P H A R M A G R A M

...an educational memo from your Pharmacy and Therapeutics Committee

January, 2002

Famotidine (Pepcid®) Replacing Ranitidine (Zantac®) as Preferred H-2 Blocker:

Famotidine will now be the preferred H-2 blocker, replacing ranitidine. Reasons for the change are the significant cost difference and the less frequent daily dosing of the parenteral dosage form. Pharmacists will write autosubstitution orders for other prescribed H-2 blockers.

Corrections: Hyaluronidase (Wydase®)Treatment and Nesiritide (Natrecor®) Use

The December PharmaGram failed to specify that treatment of parenteral nutrition infiltrates with the limited supply of hyaluronidase is approved for the Neonatal Intensive Care Unit only. My apology for any confusion this may have caused.

Nesiritide, a natriuretic peptide, used for acute exacerbation of heart failure, may also be administered to patients in the Emergency Department and on the 5th Floor in the Gerlach Building, as well as the ICUs and Intermediate ICU (3400).
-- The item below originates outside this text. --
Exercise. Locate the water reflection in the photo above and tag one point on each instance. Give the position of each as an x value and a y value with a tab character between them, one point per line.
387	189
Parenteral to Oral Conversion of H-2 Blockers and Proton Pump Inhibitors:

Audits of parenteral use of the H-2 blocker ranitidine (Zantac®) and the proton pump inhibitor, pantoprazole (Protonix®) showed that about half the patients were also receiving either an oral/enteral diet or other oral medications. Studies have shown equivalent efficacy of these oral gastric acid blocking products. In consultation with the Gastroenterology service, the P&T Committee has agreed to allow for substitution of the parenteral product when a patient is taking an oral diet or other oral medications. Excluded from the protocol are patients in the ICU’s, pediatrics or when a ‘Do Not Substitute’ request is written with an order for the parenteral dosage form. Pharmacists will write an order for the switch and will follow the dosages recommended in Autosubstitution guidelines, including the use of omeprazole suspension for patients unable to take the solid dosage form.

Conversions Between Solid and Liquid Dosage Forms:

Many times a patient’s capability to swallow a solid or liquid dosage form changes during their hospitalization. Effective February 1, the P&T Committee has approved a protocol which will allow nurses to write an order altering the dosage form based on the patient’s swallowing ability. Physicians would need to be contacted for extended-release, antiarryhthmic and immunosuppressive agents; and drugs with a narrow therapeutic index or with known bioavailability problems (ex. phenytoin (Dilantin®).

Drotrecogin alpha (Xigris®) and Montelukast (Singulair ®) added to the Formulary:

Drotrecogin alpha, also known as recombinant activated protein C, was recently FDA approved for reduction of mortality associated with severe sepsis. Following strict criteria in a recently reported study, a 96-hour infusion of drotrecogin alpha resulted in a 6.1% absolute reduction in mortality. The P&T Committee approved this drug, but, due to the drug cost and side effect potential, restricted prescribing to physicians with expertise on the drug’s use and to it’s initiation in the ICU’s.

Montelukast, a leukotriene receptor antagonist indicated for the prophylaxis and chronic treatment of asthma in adults and children, was added to the Formulary. It is available in 10mg tablets and 4 mg and 5 mg chewable tablets.

Droperidol (Inapsine®) Use Restricted:

As a result of increased reports of Torsades and the addition of a ‘Black Box Warning’ to the product information, droperidol may now only be used if the Q-T interval on ECG is demonstrated to be of acceptable duration prior to administration of the drug.